Tuesday, February 19, 2008

Links between RIAs and "the cloud"

A colleague of mine at InfoQ, Deborah Hartmann, emailed me this morning with a thought about the strong link between cloud computing and Rich Internet Applications (RIAs). It triggered some thoughts which I'd like to share.

Deborah asked:

Don't [the cloud and RIAs] go hand-in-hand? [...] with more generic services on the server (in the cloud) it's natural that we move toward programming more finesse and usability on the client, right? (i.e. "pull" rather than "push")

My reply:

They definitely do - without having online data storage, RIAs are a lot less compelling.

RIAs seem to be an attempt to create thick-clients that are hosted inside the browser. People are trying to achieve desktop-like functionality, but hosted from a website so that you don't have the whole download/install/update model. I also find it amusing that some RIAs are integrating with e.g.
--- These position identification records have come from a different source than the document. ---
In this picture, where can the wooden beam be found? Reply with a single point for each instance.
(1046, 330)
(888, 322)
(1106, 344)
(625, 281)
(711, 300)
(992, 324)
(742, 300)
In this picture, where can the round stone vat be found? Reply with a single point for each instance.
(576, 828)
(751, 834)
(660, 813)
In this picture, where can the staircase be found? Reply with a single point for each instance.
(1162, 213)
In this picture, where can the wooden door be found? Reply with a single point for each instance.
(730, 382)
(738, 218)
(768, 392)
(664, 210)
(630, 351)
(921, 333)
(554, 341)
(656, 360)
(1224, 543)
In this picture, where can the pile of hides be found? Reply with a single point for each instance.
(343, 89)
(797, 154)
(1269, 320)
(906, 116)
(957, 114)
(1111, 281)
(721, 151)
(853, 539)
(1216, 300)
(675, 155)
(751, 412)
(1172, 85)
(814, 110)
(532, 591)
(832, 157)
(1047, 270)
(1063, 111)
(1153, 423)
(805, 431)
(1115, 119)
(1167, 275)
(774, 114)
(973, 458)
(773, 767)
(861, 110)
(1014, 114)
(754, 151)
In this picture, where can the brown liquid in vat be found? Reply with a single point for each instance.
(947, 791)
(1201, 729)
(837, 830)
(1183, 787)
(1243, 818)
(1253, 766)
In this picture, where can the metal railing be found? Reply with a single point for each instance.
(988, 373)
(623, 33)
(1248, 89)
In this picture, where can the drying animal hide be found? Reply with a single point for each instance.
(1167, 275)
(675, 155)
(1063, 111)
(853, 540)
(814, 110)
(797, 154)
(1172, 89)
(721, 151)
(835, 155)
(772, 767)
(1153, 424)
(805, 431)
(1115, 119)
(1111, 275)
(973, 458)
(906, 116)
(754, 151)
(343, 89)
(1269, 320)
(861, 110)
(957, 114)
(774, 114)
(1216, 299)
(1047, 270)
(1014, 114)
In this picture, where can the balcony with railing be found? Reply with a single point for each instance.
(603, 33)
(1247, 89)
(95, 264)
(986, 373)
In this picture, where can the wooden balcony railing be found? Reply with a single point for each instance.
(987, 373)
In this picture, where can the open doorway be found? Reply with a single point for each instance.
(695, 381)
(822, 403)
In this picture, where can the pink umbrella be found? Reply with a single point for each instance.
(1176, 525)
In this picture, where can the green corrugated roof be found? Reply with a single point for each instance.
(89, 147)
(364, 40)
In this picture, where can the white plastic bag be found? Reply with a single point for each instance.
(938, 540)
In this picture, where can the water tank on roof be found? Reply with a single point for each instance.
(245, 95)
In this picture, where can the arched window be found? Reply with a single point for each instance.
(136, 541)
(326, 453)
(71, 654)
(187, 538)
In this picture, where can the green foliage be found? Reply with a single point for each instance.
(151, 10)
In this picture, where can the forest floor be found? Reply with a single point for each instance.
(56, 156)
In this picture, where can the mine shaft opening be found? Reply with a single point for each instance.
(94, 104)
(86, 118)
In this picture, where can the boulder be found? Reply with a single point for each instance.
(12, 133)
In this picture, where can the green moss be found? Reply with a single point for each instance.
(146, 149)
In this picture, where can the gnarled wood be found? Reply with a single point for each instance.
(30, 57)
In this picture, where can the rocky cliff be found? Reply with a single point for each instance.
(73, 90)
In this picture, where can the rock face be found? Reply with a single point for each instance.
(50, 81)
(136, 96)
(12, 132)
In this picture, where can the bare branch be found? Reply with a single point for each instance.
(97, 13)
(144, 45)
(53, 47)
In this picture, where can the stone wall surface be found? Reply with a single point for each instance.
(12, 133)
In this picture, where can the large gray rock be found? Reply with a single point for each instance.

Google Gears or SQLite for offline, local data storage - that puts it even closer to the thick client model.

My observation has been that almost every trend you can imagine oscillates like a sine wave - in this case, the top of the sine wave is centralized CPUs with dumb-terminal clients, and the bottom of the sine wave is standalone general-purpose computers which have all of their data and applications under their own control. In the 70s we were at Unix servers and terms, then we slowly oscillated to the PC, now we are oscillating back to centrlaized servers, this time enabled via the Internet - I will bet you dollars to donuts that in about 7-10 years we will see a move away from cloud computing and back to localized data storage and application management due to the issues of storing data on the cloud (who owns it? what if company X goes out of business and takes all of your data with it? What if company Y gets bought and chnages all sorts of policies and procedures? What if company Z turns out to be evil, selling all of it's data to the Russian Mafia? I'll keep my data where I can see it, thankyouverymuch!).

There's also a bit of a disconnect that I see - I've heard people in Silicon Valley make silly statements like "everyone's using broadband" (I heard that on-site at one of my customers and promptly set them straight). I think that, although RIAs are continuing to be the "cool thing" for at least the next couple of years, the heavy download weight and inherent opacity to search engines are problems that need to be addressed. If a client computer has an API that allows for rich clients to be constructed locally with minimal data sent over the net (e.g. Mozilla XUL) then I think that RIAs will become a real winning proposition for more than a small segment of the internet population (how useful is an RIA on a mobile phone?).